Abstract

Fatigue failure of the last three stator rows vanes (S17, EGV1 and EGV2) in the seventeen stage gas turbine axial compressor occurred in the power plant where low calorific fuel, syngas, was used. Causes of this dangerous phenomenon were flow pulsations with the frequency of 380 to 400 Hz that were found by the experimental investigation of the duty gas turbine. Mechanism of the flow unsteadiness origin was studied with the help of flow simulations in 2D stator cascade system. Three numerical experiments were carried out. The first experiment investigated the flow simulation in the stator cascades system with a steady undisturbed inlet flow with increased turbulence intensity. Obtained data did not meet the standards of the actual compressor operations. In the remaining two numerical experiments a purposely designed rotor cascade was located in front of the stator cascades. Shedding of vortex structures from the cascade profile surfaces at positive incidence angles is responsible for the flow pulsation origin. The interaction of rotor wakes / stator S17 cascade plays an important role in the investigated phenomenon, as follows from CFD data.
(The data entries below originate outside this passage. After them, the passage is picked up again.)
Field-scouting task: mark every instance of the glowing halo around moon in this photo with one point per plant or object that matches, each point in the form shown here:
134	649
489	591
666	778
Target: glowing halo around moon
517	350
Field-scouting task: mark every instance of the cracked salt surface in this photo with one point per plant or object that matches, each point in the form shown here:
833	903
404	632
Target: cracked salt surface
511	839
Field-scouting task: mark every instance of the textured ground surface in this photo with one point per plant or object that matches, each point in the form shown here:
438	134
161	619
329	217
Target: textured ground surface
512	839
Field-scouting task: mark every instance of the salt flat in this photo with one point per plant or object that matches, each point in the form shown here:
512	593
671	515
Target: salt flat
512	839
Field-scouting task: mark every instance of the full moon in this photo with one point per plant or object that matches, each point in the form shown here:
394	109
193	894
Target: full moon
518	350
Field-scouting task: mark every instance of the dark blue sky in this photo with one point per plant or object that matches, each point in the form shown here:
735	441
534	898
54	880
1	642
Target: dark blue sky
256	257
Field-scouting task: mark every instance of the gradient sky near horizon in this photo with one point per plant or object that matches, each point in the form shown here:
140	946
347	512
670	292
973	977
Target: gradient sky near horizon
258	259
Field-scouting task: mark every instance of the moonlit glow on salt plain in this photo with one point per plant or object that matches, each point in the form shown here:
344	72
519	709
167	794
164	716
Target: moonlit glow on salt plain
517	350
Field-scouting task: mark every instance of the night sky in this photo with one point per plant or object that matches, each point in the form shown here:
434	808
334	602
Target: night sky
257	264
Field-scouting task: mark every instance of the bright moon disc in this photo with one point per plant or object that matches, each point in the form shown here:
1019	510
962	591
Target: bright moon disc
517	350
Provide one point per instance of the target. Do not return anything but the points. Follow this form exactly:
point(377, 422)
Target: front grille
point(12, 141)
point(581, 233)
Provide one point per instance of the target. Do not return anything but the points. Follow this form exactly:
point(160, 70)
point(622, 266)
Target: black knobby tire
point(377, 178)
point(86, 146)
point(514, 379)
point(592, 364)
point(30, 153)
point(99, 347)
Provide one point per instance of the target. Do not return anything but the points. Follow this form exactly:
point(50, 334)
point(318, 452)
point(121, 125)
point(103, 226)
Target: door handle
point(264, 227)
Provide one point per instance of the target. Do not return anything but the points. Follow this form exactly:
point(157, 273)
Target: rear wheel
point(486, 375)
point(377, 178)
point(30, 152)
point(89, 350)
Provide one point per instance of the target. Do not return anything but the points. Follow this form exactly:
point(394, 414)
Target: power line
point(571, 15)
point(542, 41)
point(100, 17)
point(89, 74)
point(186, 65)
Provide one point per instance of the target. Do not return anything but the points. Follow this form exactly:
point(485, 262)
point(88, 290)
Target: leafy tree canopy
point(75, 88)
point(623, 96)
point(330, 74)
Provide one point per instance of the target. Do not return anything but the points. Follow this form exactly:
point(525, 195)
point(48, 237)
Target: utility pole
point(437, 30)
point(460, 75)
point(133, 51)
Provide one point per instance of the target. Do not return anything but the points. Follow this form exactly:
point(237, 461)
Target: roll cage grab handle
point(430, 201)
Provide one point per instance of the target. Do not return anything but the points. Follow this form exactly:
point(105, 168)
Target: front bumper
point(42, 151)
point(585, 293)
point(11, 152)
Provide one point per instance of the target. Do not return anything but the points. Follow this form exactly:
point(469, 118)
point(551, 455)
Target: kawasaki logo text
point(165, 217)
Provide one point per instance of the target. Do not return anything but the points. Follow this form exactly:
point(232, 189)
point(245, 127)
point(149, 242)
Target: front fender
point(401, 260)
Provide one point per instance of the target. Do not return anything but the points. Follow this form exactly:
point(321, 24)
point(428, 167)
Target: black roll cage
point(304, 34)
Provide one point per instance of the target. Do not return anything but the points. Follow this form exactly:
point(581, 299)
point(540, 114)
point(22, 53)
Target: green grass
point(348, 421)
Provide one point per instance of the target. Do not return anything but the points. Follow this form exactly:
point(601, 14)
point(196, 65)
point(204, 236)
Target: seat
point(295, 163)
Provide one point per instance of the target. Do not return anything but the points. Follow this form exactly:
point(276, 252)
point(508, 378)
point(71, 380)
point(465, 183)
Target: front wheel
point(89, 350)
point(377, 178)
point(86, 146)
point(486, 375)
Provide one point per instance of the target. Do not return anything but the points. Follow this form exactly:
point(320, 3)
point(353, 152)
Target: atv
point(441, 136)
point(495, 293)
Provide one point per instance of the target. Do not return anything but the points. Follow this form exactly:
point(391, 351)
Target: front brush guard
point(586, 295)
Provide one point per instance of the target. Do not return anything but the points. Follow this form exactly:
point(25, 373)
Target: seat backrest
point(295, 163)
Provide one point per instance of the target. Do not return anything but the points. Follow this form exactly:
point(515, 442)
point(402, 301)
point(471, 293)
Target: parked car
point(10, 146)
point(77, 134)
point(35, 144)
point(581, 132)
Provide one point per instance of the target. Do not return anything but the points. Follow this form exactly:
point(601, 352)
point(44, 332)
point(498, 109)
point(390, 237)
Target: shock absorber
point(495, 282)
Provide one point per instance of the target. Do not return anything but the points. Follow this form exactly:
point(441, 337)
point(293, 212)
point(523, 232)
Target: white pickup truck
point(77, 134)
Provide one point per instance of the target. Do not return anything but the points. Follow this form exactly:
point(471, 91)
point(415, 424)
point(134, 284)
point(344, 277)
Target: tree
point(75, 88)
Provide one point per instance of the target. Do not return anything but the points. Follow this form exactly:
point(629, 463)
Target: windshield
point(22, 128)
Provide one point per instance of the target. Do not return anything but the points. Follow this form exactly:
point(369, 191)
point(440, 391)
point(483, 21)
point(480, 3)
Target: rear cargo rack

Aerodynamic loading of both cascades is equal in the second group of numerical experiments. Computed results were in a good qualitative agreement with the experimental ones. As the flow in rotor cascade was not separated, owing to the different aerodynamic loading of rotor and stator S17 cascades, the vortices shedding in stator cascade S17 had a significantly higher frequency of f = 2200 to 2300 Hz than in other investigated cases.